Australia played a major role capturing the telemetry feeds containing data about the performance of the command module and lunar module, astronauts’ health data, and the TV signals travelling across space.
Observatories at Parkes, Honeysuckle Creek, Tidbinbilla and Carnarvon were among those that were pivotal.
An Australian measured moon dust on that mission. Apollo 11 carried a device created by Brian O’Brien, a fellow of the Australian Academy of Technology and Engineering. The 270g Plexiglas box with solar cells attached measured moon dust. He had been at Rice University in the mid-1960s. He said there were four on the moon from Apollos 11, 12, 14 and 15.

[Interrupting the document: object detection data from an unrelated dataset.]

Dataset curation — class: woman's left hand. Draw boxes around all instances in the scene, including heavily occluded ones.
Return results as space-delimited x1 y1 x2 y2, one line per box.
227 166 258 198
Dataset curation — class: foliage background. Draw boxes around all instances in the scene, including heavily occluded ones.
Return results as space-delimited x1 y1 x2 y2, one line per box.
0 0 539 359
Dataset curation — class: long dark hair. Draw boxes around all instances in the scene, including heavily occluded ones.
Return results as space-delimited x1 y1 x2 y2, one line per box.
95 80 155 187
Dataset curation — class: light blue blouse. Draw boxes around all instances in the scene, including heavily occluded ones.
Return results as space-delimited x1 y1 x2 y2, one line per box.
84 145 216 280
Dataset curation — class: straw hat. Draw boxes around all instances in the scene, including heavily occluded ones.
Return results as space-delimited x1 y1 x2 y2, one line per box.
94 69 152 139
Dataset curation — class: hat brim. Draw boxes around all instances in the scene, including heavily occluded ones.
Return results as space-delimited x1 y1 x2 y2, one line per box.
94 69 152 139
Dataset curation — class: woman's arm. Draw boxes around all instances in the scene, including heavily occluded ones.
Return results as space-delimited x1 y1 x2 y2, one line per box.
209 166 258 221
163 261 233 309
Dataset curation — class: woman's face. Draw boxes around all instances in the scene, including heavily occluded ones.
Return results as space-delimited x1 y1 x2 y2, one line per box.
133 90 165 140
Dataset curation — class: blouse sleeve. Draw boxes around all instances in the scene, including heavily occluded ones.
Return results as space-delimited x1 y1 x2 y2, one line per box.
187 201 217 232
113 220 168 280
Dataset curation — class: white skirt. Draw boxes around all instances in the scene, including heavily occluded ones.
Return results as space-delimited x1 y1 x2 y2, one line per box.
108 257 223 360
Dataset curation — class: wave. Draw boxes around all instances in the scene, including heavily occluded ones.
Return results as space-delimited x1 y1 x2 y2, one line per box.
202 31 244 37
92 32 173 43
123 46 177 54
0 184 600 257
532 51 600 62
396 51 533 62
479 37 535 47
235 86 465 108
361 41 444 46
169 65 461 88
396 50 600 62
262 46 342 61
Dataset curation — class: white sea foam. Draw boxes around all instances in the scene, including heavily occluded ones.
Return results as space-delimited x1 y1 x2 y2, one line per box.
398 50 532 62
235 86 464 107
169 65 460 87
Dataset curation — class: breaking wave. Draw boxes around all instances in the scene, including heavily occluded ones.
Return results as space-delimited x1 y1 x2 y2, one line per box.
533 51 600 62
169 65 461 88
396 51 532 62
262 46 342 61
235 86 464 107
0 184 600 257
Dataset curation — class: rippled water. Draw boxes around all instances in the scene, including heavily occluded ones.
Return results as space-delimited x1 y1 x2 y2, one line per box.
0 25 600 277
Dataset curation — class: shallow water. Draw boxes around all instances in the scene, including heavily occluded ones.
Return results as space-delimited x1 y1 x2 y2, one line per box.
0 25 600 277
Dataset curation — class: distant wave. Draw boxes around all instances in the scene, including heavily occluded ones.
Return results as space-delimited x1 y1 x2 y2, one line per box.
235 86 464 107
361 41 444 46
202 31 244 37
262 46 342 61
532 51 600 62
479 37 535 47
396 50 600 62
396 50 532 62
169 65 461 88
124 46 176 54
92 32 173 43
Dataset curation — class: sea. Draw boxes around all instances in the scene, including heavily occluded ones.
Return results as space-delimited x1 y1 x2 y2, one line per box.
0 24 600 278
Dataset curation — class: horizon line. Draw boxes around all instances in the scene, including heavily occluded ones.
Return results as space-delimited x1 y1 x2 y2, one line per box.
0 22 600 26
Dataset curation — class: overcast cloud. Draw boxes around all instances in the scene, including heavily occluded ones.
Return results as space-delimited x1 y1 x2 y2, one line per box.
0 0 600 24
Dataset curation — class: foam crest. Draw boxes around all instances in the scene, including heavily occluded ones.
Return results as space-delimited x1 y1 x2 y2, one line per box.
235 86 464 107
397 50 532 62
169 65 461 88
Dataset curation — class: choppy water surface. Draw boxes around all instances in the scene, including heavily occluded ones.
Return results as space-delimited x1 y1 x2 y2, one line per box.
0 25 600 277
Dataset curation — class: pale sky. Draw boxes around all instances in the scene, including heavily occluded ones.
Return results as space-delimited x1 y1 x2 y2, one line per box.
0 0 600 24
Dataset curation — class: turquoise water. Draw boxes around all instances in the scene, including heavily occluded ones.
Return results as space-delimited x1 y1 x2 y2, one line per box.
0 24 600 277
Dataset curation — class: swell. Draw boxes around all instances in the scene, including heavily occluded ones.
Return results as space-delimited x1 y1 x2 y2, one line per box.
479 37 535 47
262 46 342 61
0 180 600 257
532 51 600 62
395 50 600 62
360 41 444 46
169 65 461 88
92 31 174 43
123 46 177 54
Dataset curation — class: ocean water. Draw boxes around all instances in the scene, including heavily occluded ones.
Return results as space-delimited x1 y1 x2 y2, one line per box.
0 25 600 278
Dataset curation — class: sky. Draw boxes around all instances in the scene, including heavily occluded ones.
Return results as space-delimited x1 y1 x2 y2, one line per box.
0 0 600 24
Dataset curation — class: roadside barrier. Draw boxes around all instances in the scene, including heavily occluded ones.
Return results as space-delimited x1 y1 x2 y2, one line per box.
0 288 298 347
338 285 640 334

The US won the space race and the Soviets gave up and never put men or women on the moon. In 1967, The Soviet Union, US and Britain signed an Outer Space Treaty that among many points says you can’t claim sovereignty of the moon and other celestial bodies. That took the sting out of some unsavoury repercussions.
John Sarkissian, an operations scientist at Parkes Radio Observatory, found reference to a Soviet facility near Simferopol in Crimea that was set up to monitor the signals from the US lunar module. A document published in 2007 and translated from Russian says the centre tracked Apollo 8, 10, 11 and 12 from December 1968 to November 1969.

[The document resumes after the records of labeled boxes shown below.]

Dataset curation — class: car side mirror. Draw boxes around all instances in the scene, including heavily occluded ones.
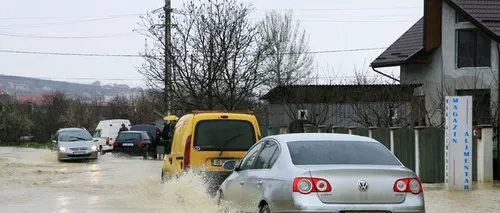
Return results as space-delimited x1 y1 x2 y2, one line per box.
156 144 171 155
222 160 237 171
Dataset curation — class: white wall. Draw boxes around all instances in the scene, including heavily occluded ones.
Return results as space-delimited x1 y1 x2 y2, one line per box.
401 2 499 124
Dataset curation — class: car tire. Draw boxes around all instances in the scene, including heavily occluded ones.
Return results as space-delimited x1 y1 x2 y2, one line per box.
216 190 229 213
259 204 271 213
99 146 106 155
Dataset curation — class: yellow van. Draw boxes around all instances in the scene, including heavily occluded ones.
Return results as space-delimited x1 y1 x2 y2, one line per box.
159 111 261 185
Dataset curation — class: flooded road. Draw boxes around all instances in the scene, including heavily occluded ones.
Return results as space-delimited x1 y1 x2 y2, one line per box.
0 148 500 213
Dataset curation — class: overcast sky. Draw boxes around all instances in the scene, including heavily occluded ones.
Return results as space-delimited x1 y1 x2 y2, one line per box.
0 0 423 86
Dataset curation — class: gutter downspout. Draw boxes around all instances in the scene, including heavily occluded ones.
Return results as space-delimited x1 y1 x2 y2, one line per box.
372 67 401 83
495 43 500 159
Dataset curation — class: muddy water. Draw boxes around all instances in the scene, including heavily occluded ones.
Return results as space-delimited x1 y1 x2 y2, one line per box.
0 148 500 213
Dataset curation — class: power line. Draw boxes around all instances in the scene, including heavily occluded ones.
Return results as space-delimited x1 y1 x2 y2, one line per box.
256 7 422 11
0 32 137 39
0 13 149 20
0 49 141 58
0 47 387 58
0 14 141 29
19 75 388 81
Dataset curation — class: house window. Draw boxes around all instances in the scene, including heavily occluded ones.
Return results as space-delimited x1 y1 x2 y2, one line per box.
455 12 469 23
457 29 491 68
457 89 492 125
412 95 426 126
298 109 307 120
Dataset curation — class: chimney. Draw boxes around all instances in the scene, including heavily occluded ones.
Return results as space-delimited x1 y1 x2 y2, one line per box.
424 0 443 52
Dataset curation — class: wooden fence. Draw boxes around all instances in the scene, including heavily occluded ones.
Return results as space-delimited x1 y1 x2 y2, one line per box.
261 126 477 183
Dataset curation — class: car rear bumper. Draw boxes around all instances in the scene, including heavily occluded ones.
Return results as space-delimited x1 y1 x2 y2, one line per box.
271 194 425 213
112 147 147 156
102 145 113 151
57 151 98 161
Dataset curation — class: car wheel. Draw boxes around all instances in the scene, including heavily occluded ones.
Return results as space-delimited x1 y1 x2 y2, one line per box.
217 190 229 213
260 204 271 213
99 146 106 155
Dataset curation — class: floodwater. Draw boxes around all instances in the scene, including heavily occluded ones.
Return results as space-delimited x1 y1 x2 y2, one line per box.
0 148 500 213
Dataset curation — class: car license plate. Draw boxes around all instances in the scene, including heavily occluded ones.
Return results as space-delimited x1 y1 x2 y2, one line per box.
212 159 231 166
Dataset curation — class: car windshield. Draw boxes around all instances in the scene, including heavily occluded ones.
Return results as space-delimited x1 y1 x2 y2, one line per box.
287 141 401 165
116 132 141 141
59 130 92 142
193 120 257 151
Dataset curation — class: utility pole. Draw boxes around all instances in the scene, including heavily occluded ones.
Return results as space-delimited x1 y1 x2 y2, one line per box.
163 0 172 115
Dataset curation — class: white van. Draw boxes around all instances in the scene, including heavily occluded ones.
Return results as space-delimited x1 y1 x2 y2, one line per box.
93 119 132 154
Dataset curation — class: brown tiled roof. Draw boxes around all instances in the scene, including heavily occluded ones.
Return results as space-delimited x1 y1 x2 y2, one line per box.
261 84 422 104
446 0 500 36
371 0 500 68
371 18 424 67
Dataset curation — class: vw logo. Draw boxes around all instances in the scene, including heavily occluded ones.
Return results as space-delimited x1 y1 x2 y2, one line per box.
358 180 368 191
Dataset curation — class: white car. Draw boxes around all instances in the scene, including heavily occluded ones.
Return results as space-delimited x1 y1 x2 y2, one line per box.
52 128 98 161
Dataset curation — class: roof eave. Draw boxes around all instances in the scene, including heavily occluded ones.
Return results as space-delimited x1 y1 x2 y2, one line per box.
444 0 500 43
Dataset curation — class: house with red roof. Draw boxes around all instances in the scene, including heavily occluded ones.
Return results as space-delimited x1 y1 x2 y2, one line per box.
371 0 500 125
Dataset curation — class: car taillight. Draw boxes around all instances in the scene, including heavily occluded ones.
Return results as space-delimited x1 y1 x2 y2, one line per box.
293 177 332 194
393 178 422 195
184 135 191 170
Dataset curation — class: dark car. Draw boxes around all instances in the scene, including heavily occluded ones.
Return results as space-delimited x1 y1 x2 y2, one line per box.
130 124 161 159
113 131 152 159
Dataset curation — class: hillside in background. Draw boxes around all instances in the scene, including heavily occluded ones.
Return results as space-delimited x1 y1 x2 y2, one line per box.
0 75 142 99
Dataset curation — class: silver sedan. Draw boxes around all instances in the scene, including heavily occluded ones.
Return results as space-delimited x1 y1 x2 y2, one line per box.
218 133 425 213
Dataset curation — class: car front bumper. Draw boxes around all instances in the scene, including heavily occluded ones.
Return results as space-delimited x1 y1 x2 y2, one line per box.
271 193 425 213
57 151 98 161
112 147 148 156
203 171 231 195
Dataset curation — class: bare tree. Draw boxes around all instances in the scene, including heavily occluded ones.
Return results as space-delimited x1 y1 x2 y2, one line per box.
135 0 264 110
260 11 314 88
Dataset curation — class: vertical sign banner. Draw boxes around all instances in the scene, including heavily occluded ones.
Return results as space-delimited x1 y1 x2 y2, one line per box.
444 96 473 190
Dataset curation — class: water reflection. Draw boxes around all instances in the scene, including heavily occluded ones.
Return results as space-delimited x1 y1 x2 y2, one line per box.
0 148 500 213
89 164 102 185
57 196 71 213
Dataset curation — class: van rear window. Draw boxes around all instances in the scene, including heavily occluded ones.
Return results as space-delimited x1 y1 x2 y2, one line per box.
193 120 257 151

“From all these ships telephone conversations of astronauts with the Earth and the telemetering information on the condition of on-board systems were accepted with high quality,” the Russian document says. “The accepted television signal had poor quality.”
That’s interesting because the Soviet Union (and others) spread the rumour that the moon landing was fake when the Soviets no doubt knew from this facility that it wasn’t.
The 50th anniversary on July 20 and 21 is worth celebrating for another reason. Sadly, only about half the astronauts who flew Apollo missions are still alive, and they are in their 80s and 90s. Only four astronauts who walked on the moon were alive in May this year. The ranks of ground staff, including scientists and engineers, are quickly dwindling too.
So the 50th anniversary is a special chance to celebrate with them. And we should ensure their contributions are documented and recorded orally and on video, even holographically, for generations to come.